Então, após tudo isso, marcaram um novo teste do compressor, seria feito num domingo, na parte da tarde. E iríamos acompanhar na sala do computador principal !

 

Então, chegado o momento, com mais de 20 engenheiros e técnicos na sala, o compressor foi ligado. Era uma coisa impressionante, a nossa sala central sentia a vibração do motor, o qual gerava um baita dum barulho.

 

Eu praticamente não tirava os olhos do painel de nosso monitor. Após 2 minutos, as luzes começaram a acender, indicando algumas situações anormais.

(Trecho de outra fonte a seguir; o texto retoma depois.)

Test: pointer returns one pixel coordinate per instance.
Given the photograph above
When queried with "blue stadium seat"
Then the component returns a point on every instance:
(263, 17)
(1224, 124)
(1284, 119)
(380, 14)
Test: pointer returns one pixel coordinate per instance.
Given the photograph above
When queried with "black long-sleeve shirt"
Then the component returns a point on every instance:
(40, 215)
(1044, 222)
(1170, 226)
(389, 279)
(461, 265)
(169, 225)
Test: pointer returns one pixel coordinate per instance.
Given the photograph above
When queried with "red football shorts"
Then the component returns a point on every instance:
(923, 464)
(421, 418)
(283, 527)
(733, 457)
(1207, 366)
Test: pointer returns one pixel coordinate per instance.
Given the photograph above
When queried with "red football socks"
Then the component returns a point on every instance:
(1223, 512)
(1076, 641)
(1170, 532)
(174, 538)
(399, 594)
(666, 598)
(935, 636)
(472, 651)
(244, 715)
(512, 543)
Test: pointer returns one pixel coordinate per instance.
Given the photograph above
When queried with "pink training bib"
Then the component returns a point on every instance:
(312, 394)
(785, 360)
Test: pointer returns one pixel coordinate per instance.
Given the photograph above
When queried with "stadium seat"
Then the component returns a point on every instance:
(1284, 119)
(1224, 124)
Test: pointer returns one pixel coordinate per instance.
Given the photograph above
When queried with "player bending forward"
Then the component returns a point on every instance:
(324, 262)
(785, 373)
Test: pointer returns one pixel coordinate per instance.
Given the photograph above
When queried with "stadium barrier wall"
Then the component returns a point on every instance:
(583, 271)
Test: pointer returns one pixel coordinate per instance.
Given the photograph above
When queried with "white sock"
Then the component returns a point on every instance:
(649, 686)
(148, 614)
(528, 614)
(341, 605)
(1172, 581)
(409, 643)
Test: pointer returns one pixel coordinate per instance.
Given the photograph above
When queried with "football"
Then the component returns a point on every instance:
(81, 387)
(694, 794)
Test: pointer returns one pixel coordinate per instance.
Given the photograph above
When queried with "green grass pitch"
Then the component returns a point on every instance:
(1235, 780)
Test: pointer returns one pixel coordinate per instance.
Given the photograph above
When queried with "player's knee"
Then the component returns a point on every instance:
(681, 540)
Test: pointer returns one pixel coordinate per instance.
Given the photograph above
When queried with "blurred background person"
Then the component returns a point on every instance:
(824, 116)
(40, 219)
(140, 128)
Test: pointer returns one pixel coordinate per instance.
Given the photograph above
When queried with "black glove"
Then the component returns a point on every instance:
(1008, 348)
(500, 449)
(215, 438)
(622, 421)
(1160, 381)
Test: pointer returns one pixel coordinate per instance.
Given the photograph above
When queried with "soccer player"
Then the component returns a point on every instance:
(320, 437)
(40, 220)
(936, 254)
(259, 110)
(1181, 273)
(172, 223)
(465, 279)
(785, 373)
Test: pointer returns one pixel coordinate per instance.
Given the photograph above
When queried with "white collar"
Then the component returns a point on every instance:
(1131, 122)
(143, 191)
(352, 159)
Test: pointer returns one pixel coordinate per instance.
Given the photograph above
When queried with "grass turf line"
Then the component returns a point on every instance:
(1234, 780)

E logo outras começaram a piscar, indicando que estávamos recebendo sinais na entrada que não foram previstos.


Logo, nosso equipamento realmente pareceu uma árvore de natal, e finalmente foram enviados os sinais para o computador central desligar o compressor, pois havia risco de incêndio do oxigênio líquido.

 

Imaginem como ficou a nossa cara, com todos olhando o nosso equipamento, e perguntando se era possível que houvesse algum defeito nele.....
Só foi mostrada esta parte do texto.